Shir raised one hand. “It’s okay, we can handle this. Not to worry,” he smiled. I sent out a short burst of information to my backups. Enough to wake them up, not enough to arouse suspicion, if the Superiors happened to be listening. I knew Shir was doing the same.
“You can get on one of these trucks.” Shir pointed at Nuphar’s suitcase. “Need help?”
Nuphar shook her head. “I’ll wait here. I know your backups will be the same as you two, but I want to see you off on your last journey.” She let out a small giggle. “Sounds awfully dramatic. How does it go, your phrase?”
“We shall never stop, we shall never cease, we shall never desist,” we said together, quietly.
Nuphar nodded and laid a hand on her suitcase, which stood there beside her. “It’s a good phrase.”
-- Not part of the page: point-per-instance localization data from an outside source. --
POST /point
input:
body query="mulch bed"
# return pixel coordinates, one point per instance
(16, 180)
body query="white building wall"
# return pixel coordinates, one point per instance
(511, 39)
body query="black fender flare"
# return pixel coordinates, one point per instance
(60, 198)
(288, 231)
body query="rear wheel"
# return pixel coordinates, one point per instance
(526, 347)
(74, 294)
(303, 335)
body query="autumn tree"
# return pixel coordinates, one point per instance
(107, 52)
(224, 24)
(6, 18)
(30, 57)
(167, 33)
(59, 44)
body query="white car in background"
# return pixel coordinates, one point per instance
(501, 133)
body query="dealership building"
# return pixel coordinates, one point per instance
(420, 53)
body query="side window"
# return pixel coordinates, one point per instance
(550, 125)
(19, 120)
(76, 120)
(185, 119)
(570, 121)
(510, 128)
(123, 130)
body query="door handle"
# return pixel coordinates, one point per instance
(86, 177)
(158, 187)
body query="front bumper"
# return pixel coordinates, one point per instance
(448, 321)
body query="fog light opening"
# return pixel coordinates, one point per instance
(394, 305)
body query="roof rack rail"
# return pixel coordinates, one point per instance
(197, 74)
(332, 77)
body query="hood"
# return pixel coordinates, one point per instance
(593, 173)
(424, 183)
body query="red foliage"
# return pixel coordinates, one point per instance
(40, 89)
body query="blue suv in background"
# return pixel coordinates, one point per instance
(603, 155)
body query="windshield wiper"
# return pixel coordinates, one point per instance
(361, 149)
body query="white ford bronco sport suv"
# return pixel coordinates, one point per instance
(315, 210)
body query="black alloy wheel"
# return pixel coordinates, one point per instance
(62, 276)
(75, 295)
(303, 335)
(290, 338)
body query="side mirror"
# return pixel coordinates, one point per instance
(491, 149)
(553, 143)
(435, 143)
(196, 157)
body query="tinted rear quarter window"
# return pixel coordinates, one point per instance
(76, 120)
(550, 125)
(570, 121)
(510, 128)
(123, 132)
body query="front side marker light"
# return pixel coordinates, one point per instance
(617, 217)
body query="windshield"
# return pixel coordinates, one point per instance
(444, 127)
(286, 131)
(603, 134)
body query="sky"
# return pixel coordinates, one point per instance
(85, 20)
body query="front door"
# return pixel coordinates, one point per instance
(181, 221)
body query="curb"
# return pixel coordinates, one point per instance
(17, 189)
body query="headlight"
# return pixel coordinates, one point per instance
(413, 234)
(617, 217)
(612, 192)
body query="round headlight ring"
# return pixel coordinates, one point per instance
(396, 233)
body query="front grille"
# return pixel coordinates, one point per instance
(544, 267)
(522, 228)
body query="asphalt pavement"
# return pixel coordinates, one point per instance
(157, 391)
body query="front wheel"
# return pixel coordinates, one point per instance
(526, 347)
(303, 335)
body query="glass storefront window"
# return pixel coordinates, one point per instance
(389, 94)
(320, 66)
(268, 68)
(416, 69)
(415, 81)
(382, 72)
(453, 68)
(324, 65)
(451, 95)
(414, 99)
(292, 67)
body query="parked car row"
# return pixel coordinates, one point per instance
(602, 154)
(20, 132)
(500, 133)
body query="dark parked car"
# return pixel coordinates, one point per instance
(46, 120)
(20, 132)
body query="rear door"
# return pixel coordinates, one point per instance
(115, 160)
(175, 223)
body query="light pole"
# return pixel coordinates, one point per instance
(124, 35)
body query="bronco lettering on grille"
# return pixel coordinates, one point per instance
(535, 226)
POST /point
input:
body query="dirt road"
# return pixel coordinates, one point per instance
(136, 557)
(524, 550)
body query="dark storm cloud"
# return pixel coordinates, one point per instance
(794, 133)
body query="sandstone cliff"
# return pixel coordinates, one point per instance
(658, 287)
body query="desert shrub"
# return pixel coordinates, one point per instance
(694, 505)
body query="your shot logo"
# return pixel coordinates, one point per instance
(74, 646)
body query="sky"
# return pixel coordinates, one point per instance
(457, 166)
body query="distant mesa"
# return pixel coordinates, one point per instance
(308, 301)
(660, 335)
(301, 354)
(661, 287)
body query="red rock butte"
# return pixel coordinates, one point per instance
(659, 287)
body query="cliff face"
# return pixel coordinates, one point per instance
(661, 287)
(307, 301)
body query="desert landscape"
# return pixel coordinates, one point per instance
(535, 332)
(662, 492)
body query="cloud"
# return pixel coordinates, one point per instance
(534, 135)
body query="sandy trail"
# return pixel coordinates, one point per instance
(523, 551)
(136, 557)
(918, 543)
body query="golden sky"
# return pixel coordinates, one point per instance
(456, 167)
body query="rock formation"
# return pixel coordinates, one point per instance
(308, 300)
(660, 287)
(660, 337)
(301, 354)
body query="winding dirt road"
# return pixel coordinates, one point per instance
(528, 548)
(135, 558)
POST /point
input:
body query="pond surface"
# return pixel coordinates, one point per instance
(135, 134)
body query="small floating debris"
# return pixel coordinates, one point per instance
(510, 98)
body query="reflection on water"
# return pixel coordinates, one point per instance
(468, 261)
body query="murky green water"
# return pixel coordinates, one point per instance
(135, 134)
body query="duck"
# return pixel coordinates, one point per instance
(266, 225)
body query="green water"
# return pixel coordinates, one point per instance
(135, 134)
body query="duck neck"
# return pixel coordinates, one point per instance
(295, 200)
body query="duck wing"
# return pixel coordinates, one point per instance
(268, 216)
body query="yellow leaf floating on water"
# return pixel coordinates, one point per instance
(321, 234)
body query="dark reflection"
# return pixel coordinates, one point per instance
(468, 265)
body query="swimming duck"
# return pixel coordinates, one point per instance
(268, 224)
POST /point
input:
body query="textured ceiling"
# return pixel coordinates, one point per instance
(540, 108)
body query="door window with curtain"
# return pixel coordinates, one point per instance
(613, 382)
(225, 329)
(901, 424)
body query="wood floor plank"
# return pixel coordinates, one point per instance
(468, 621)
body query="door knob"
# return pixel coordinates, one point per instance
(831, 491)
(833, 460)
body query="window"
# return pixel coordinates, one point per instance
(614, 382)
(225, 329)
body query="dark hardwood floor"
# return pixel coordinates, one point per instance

She waited, but we didn’t reply, and she turned her glance to the trucks.
I felt the quiver of my consciousness waking up in a darkened room. I remembered this sensation from the earlier times I’ve woken up there, although it was always accompanied, those times, by crushing pain and then nothingness. Beside me, Shir stopped breathing.
I close my eyes against the vertigo I felt as my backups woke up one by one. I looked through the eyes of one of me, to the right-hand side. The backup to my right looked back at me. I blinked once. I blinked back. I felt myself awakening all along the line, more and more, glancing right and left, but instead of seeing empty pods on my left-hand side I saw more copies of me, all waking up, blinking, looking from side to side, in a growing whirlpool of sensations. I waited until the last one of me looked to my right. On my right-hand side there was just the wall. All of me looked straight ahead, at Shir’s replicates.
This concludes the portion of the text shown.